Part Five: Jean Valjean: Book II-Book III, Chapters 1-9

A book could be written about the fascination Paris sewers hold, not only for twentieth-century tourists but for much nineteenth-century literature. Hugo, however, sums up neatly their persistent attraction for the inquiring mind: their technical ingenuity, their participation in the romance of "secret passageway," their grim summation of human existence.

Hugo skillfully weaves them into the epic pattern of his novel. They not only serve as counterpart to the passage in which he describes the "underworld mine" of criminal Paris, but provide him with a structural, picturesque, and psychological climax to a long sequence of similar scenes. Jean Valjean had fled alone in fear, carrying the beloved burden Cosette; now he flees with Marius, carrying hatred and despair on his back. He has experienced many scenes of darkness: darkness lit by a crucifix in the bishop's chamber, darkness lit by the moon with Cosette at the well, darkness lit by a flaring torch at the barricades; but now the darkness is total and absolute.

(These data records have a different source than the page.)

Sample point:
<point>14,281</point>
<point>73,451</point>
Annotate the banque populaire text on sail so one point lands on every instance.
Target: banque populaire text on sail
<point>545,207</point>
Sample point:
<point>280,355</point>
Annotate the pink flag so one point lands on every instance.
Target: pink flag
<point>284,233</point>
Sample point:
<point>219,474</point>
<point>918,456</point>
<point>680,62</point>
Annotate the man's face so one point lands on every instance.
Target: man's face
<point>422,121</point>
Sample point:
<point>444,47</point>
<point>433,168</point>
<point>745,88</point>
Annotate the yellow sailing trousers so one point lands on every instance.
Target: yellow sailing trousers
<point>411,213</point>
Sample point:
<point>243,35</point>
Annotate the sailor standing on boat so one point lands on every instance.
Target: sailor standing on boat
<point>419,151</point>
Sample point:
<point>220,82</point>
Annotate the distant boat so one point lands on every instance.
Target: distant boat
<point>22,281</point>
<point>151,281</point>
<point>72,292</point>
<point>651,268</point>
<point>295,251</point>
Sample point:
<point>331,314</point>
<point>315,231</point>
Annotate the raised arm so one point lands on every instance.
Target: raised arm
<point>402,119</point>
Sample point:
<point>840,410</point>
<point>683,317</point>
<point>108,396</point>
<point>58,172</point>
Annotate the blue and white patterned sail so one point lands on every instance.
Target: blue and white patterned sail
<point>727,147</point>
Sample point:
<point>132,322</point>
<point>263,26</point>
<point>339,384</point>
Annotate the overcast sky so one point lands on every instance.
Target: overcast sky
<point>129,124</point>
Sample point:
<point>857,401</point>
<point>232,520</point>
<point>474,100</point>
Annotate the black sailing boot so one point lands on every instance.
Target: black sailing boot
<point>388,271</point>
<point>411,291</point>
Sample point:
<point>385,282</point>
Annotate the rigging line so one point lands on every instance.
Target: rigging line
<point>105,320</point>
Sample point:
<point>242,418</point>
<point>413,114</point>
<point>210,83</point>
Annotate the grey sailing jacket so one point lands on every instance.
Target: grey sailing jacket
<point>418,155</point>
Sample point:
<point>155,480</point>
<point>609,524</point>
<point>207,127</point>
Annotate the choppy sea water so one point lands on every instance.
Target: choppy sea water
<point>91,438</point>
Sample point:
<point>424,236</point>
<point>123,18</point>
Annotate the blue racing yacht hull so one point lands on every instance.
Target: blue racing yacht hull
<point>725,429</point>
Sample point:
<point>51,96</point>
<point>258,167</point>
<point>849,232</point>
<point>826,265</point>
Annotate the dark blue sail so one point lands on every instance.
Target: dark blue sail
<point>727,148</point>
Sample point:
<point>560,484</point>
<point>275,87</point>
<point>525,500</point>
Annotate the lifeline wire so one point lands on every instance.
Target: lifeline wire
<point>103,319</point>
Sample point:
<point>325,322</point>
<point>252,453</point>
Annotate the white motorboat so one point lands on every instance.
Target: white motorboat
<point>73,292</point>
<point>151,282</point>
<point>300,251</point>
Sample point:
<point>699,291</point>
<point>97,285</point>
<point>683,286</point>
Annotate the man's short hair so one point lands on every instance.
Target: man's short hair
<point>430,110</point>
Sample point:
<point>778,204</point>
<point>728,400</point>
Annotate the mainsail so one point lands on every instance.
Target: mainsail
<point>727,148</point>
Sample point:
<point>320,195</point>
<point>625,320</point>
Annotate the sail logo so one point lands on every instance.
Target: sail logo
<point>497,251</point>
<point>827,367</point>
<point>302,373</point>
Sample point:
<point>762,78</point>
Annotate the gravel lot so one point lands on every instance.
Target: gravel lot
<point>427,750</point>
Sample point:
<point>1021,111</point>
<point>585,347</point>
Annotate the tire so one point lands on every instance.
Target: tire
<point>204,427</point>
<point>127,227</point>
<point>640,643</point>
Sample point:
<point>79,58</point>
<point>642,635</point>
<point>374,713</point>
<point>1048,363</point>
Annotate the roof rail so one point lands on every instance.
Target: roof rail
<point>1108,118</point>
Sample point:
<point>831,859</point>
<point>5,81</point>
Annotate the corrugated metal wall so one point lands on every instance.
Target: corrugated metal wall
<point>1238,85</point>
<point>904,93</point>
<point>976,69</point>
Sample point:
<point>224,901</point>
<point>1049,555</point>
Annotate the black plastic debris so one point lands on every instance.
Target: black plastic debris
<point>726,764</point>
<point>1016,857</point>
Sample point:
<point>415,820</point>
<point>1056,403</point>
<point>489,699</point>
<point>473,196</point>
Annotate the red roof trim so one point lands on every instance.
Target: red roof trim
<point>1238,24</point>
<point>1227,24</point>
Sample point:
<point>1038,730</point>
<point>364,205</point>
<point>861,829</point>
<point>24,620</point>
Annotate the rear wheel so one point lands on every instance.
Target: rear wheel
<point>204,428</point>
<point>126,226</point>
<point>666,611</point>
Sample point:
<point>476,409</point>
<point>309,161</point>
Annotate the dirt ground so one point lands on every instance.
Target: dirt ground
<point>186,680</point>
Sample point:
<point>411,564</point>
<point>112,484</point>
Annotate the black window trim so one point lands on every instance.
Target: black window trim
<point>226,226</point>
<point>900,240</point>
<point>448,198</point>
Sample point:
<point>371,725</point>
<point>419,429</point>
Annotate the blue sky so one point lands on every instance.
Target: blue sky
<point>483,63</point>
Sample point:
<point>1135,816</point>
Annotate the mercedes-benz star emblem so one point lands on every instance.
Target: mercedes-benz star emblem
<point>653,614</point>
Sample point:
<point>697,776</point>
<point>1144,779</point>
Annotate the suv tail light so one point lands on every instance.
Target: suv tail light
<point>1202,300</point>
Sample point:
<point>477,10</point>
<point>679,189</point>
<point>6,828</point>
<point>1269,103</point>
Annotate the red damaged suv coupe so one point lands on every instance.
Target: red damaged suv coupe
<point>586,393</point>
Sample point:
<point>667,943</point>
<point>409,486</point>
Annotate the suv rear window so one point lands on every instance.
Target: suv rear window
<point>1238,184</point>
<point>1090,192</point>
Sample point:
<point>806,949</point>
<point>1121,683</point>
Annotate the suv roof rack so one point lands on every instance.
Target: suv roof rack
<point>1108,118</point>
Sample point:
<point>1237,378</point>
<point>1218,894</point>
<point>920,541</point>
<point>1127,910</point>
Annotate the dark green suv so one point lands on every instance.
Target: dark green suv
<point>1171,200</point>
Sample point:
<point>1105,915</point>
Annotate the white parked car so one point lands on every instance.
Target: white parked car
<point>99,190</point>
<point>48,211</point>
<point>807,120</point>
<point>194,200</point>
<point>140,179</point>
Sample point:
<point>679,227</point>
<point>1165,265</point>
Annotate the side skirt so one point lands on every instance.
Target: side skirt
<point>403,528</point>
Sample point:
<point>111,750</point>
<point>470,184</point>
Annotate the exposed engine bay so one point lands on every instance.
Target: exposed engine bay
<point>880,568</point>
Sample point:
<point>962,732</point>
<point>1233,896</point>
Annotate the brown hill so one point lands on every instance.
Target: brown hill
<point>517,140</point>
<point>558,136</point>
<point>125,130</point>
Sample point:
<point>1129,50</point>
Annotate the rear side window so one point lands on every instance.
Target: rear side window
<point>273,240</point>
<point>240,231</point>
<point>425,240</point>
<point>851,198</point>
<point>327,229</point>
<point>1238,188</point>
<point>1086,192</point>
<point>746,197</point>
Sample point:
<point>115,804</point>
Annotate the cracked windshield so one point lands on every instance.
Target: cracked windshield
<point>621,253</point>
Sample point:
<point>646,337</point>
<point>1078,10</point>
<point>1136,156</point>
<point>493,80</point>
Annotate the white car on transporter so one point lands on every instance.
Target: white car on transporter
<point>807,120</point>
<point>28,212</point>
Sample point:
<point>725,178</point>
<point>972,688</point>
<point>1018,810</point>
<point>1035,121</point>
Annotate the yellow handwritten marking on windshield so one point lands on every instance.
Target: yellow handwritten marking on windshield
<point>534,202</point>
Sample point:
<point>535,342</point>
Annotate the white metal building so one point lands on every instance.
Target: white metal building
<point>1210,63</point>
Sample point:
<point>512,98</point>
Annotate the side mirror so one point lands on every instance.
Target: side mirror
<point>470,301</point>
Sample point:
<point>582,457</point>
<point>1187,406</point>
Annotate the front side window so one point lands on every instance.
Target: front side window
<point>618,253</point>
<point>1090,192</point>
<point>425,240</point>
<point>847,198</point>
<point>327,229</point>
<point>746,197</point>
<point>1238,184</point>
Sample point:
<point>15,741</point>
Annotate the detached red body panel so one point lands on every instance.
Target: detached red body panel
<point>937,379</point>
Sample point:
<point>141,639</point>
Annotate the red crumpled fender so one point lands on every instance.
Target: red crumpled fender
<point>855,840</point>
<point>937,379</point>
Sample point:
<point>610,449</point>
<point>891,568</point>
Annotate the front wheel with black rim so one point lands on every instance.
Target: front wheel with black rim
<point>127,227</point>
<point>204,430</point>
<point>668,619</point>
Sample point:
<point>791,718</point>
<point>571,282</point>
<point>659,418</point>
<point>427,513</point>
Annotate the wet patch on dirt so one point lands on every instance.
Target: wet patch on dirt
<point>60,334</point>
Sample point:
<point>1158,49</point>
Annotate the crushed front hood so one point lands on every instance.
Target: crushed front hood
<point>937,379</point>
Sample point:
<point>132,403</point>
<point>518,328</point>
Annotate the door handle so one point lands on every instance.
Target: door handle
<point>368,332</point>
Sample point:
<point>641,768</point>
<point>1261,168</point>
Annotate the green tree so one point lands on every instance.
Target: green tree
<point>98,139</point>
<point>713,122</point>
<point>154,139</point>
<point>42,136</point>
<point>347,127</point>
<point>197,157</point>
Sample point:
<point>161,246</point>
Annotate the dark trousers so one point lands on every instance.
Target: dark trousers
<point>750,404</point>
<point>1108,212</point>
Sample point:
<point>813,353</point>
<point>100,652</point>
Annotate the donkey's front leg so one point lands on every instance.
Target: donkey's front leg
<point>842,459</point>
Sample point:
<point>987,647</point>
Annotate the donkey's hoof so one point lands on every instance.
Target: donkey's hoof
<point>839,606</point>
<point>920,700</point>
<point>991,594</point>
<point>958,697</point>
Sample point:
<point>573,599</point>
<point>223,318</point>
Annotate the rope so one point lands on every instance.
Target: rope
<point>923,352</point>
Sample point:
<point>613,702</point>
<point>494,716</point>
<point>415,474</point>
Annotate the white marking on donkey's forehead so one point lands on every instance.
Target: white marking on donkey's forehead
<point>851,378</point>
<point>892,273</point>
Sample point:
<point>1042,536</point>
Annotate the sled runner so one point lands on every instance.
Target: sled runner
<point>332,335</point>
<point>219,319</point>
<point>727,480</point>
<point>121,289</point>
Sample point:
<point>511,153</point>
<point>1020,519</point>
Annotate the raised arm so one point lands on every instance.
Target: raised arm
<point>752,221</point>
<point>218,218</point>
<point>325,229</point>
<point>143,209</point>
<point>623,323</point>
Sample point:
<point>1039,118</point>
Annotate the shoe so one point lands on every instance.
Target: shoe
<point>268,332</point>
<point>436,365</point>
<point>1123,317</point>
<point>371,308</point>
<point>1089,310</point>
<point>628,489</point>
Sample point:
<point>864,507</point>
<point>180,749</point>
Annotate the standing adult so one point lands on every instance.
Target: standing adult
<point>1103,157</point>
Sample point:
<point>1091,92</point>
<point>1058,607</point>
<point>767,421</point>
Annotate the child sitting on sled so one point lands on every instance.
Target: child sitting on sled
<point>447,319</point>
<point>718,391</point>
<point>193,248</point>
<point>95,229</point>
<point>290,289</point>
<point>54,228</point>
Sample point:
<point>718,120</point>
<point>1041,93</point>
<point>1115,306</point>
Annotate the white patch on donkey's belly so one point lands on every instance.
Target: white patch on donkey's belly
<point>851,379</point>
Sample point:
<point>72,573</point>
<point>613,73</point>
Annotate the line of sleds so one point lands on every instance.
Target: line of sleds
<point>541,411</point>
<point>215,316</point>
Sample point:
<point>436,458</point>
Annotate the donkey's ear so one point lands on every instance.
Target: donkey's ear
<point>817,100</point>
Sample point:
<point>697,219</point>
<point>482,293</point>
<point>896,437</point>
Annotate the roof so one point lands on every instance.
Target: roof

And the darkness is within his soul as well. He has saved Marius, but this has not freed his spirit. He is still drowned in hatred, and there is not a glimmer of comfort or hope upon the black path before him. Like Aeneas, like Dante, Valjean has descended into hell, but it is only a last stage on his journey into light, and as he emerges from the sewers he emerges, through prayer, from his spiritual torment also.

The deeper significance of this emergence into the light of the friendly stars is underlined by the presence of Thénardier and Javert, standing like Charon and St. Michael upon the threshold of a better life. Thénardier has always been Valjean's criminal alter ego, and even now for a moment Thénardier's evil magic seems to work again, making us wonder whether Valjean has not after all really killed Marius. But in the face of this new Valjean, Thénardier's influence ebbs, and he meekly opens the door to freedom. Javert, the avenging angel, is a more implacable doorkeeper, but judgment must always precede paradise on Resurrection Day.